For background on how phishing has been evolving into state-aligned surveillance infrastructure, see our coverage on:
👉 Russian-linked actors using device code phishing
👉 Russian phishing attacks targeting WhatsApp accounts
Infrastructure Tied to State-Backed Operators
Silent Push connected the domains to Stark Industries Solutions Ltd, a hosting provider that materialized in early 2022 — just before Russia’s full-scale invasion of Ukraine. The company quickly acquired a massive block of IP space, much of it previously assigned to Russian government agencies.
Stark has since been implicated in:
Hosting malware and DDoS infrastructure
Supporting Russian intelligence operations
Providing “bulletproof” services to disinformation campaigns
Multiple domains from the phishing network resolve to Stark-controlled infrastructure, including:
rusvolcorps[.]net
(spoofing the Russian Volunteer Corps)hochuzhitlife[.]com
(spoofing Ukraine’s Ministry of Defense)ciagov[.]icu
(spoofing the U.S. CIA)
Each one uses simple but convincing design to trick visitors into thinking they're accessing official websites.

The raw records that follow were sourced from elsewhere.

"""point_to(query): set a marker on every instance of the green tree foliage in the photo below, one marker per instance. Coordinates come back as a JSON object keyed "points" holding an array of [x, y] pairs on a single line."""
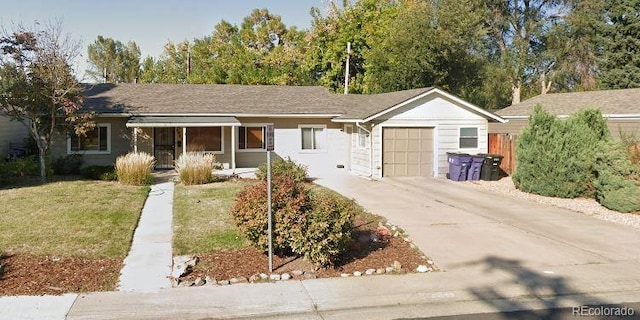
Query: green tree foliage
{"points": [[37, 86], [620, 26], [112, 61], [556, 158]]}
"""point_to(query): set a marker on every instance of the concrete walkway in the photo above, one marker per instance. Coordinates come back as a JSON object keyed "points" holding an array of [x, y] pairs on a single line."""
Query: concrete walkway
{"points": [[148, 265]]}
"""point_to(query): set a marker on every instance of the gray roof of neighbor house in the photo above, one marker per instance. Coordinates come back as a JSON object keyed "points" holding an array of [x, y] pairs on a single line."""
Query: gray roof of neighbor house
{"points": [[610, 102], [220, 99]]}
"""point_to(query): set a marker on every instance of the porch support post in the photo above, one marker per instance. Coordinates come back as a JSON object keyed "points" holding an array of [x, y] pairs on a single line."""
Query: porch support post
{"points": [[233, 147], [135, 140], [184, 140]]}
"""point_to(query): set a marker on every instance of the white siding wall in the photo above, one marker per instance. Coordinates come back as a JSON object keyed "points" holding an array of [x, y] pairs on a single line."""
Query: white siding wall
{"points": [[11, 132], [439, 113]]}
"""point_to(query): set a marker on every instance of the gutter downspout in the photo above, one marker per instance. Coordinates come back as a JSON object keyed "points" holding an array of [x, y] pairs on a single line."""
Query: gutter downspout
{"points": [[358, 125]]}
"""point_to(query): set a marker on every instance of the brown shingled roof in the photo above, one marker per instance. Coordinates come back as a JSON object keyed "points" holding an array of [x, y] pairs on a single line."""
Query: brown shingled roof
{"points": [[610, 102]]}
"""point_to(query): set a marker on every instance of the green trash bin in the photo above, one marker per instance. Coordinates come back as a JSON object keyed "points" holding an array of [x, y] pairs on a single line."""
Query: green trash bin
{"points": [[491, 167]]}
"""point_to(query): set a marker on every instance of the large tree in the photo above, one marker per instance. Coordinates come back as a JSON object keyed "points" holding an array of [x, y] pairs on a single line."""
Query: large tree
{"points": [[37, 86], [112, 61]]}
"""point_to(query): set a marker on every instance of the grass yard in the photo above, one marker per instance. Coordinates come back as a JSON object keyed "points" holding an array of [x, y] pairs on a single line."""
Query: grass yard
{"points": [[86, 219], [201, 219]]}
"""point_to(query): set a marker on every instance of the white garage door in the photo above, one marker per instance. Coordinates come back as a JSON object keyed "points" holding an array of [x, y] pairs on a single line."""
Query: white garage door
{"points": [[407, 152]]}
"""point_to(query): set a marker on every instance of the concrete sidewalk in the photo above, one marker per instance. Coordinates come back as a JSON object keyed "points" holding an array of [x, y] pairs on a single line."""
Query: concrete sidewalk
{"points": [[148, 265]]}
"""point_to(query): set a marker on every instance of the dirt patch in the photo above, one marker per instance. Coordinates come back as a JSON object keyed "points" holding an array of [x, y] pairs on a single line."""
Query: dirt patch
{"points": [[33, 275]]}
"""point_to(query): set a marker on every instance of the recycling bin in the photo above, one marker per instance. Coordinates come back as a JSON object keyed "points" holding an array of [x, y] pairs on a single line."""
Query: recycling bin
{"points": [[475, 167], [458, 166], [491, 168]]}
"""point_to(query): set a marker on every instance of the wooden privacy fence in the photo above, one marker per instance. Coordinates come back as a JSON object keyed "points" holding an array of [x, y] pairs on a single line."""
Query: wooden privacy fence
{"points": [[504, 144]]}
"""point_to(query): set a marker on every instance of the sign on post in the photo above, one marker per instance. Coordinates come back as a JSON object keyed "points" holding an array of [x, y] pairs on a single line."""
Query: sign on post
{"points": [[270, 146]]}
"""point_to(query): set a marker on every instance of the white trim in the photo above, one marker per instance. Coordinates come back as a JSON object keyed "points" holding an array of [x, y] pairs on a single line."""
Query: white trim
{"points": [[98, 126], [477, 137], [436, 151], [324, 133], [185, 137], [457, 100], [252, 125]]}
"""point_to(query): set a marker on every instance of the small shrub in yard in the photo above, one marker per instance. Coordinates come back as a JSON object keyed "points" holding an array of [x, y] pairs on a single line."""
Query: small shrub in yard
{"points": [[68, 164], [289, 201], [283, 168], [328, 231], [135, 168], [105, 173], [195, 167], [614, 189]]}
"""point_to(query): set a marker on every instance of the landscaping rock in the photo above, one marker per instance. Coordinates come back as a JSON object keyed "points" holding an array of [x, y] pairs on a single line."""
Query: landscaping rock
{"points": [[422, 269], [198, 282], [182, 265]]}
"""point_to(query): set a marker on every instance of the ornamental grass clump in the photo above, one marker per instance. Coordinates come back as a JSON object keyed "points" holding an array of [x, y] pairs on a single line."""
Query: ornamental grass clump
{"points": [[195, 167], [134, 168]]}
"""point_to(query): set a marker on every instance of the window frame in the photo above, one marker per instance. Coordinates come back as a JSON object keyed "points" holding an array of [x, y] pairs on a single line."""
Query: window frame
{"points": [[312, 127], [98, 126], [221, 139], [361, 139], [460, 137], [263, 126]]}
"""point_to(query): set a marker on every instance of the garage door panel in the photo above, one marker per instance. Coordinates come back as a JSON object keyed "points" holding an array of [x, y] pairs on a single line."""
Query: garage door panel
{"points": [[407, 151]]}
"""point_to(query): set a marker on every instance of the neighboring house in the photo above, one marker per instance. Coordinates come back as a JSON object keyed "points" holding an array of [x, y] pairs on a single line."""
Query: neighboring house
{"points": [[620, 107], [405, 133], [12, 134]]}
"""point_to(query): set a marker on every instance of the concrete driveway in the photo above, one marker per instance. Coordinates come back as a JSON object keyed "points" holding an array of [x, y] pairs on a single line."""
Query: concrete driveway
{"points": [[460, 227]]}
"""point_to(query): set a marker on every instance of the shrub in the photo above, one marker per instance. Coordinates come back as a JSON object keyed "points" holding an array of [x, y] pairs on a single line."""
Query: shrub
{"points": [[556, 158], [68, 164], [135, 168], [283, 168], [614, 189], [106, 173], [289, 201], [195, 167], [328, 231]]}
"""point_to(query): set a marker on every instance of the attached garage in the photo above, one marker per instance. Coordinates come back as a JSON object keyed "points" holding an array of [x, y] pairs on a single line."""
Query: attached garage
{"points": [[407, 151]]}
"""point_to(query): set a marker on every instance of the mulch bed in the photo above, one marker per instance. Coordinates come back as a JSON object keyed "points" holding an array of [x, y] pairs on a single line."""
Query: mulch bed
{"points": [[25, 274]]}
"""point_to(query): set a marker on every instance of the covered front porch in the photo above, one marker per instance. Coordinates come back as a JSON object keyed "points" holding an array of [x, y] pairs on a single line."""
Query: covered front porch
{"points": [[166, 138]]}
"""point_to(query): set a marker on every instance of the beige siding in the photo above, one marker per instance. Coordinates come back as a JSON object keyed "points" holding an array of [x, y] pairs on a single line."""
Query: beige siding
{"points": [[121, 143], [11, 132]]}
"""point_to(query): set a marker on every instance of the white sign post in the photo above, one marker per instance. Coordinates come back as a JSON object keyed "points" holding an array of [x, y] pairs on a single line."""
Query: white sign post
{"points": [[270, 147]]}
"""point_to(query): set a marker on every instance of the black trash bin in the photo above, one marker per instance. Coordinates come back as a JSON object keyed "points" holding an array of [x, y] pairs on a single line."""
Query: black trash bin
{"points": [[458, 165], [491, 167], [475, 167]]}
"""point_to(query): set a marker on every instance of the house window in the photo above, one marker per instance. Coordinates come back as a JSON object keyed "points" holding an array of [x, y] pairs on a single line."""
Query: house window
{"points": [[362, 138], [313, 137], [251, 137], [96, 140], [468, 138], [204, 139]]}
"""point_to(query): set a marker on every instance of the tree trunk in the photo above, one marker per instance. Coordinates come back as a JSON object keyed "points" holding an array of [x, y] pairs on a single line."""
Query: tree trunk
{"points": [[516, 87]]}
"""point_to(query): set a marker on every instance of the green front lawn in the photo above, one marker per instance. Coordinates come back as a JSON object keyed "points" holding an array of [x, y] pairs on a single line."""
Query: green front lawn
{"points": [[89, 219], [201, 219]]}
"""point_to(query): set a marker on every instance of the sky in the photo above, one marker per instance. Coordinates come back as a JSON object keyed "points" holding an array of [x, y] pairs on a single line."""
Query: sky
{"points": [[150, 23]]}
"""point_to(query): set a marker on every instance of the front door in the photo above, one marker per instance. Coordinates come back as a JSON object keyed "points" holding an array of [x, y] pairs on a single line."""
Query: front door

Implications for the Security Community
This campaign is a reminder that phishing isn’t always about money, and attribution isn’t always about malware. It’s a modern surveillance tool — and in authoritarian regimes, it can be as deadly as any exploit.
For defenders, it highlights several urgent truths:
Search result integrity matters just as much as email filtering.
SEO abuse is an under-policed vector for influence ops and traps.
Open-source tools like Google Forms can be weaponized in geopolitical operations.
Hosting infrastructure often lags behind threat attribution, especially when it’s "bulletproof."
What the Arrests Tell Us
While there’s no confirmed public case linking one of these phishing sites to a specific arrest, Tamoian notes that many Russians have been charged in recent years for attempting to help Ukrainian forces. The charges often cite online communication with Ukrainian recruiters — but don’t specify how that contact was made.
Given the volume of arrests and the growing network of fake recruitment sites, the connection feels less hypothetical and more operational.
“These cases are always classified,” Tamoian told KrebsOnSecurity. “But when you keep seeing arrests tied to online contact with Ukrainian forces — and you see these phishing sites keep showing up at the top of search engines — you start to connect the dots.”
Why This Matters
The security industry talks a lot about protecting identities, data, and networks. But this campaign shows what happens when phishing is used to target belief systems — and when threat actors exploit infrastructure to silence opposition.
It’s not just a Russian problem. It’s a reminder that in conflict zones — physical or digital — security tooling can be weaponized just as easily as misinformation.
And as long as search engines index the web without proper vetting of manipulative behavior, these pages will keep rising to the top.